Vacant possession is a term commonly used when selling or purchasing a piece of property. It is a legal obligation of the relevant party to ensure that the property is in a proper state that is fit to be occupied. “Vacant possession” otherwise known as VP among some legal circles is present to ensure that the person coming to occupy or possess a piece of property has full freedom to do whatever he/she wishes to do with the property. Any impediment left by the previous tenant or owner of the property is deemed a violation of vacant possession.
There however always rises cases where one cannot clearly define the term “vacant.” For instance, in certain cases, even the smallest pieces of rubbish could pass off as a violation of vacant possession. In other courts rubbish no matter the amount would not qualify.
Cases where vacant possession is given
The word “vacant” is still not a clearly defined term so there has to be a set of rules as to when vacant possession can be given. Here are some of the main circumstances where vacant possession is given:
- When a piece of property is sold or a lease is granted
- When a tenant vacates
- When a tenant vacates the property or breaks the contract early
It is important to note that vacant possession is required for a purchaser to actually complete the transaction. If vacant possession is not given, then the purchaser has the right to settle the matter in a court of law. Here he would be required to prove that the previous occupier or owner of the property did not entirely “vacate” the premises.
What “vacant possession” really means
For vacant possession, the property must first be empty of all items or what in legal terms is known as chattels. Chattels are any items that might be deemed to impede the full occupation of the property or in any way curtail the purchaser’s right to enjoy the property fully. Chattels can include pictures, boxes, furniture, equipment and all sorts of goods.
Chattels can also include any form of rubbish that is left on the property.
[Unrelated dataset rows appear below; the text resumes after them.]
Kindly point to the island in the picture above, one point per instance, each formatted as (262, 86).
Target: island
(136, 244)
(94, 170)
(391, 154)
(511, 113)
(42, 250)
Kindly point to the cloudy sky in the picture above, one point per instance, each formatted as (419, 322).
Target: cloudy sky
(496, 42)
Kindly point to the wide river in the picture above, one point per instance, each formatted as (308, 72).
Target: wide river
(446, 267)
In fact, most of the cases involving vacant possession revolve around the issue of rubbish. As mentioned earlier the nature and the amount of rubbish that constitutes a violation of vacant possession is not clearly defined. It is up to the plaintiff to prove that the rubbish in some way prevented him from fully enjoying the property.
One other requirement for vacant possession is that any people do not occupy the property. The seller must ensure that any individual including family, friends, acquaintances, employees and so on vacate the premises before the buyer arrives.
Vacant possession also requires that there be no one else with the right to possess the property. Vacant possession will not be given if anyone besides the buyer has any legal claim to the property in the form of a lease, a deed, an occupational licence and so on.
It suffices to say the vacant possession is an important part of a real estate transaction. The seller must ensure that all the conditions about vacant possession are met so as to complete the deal.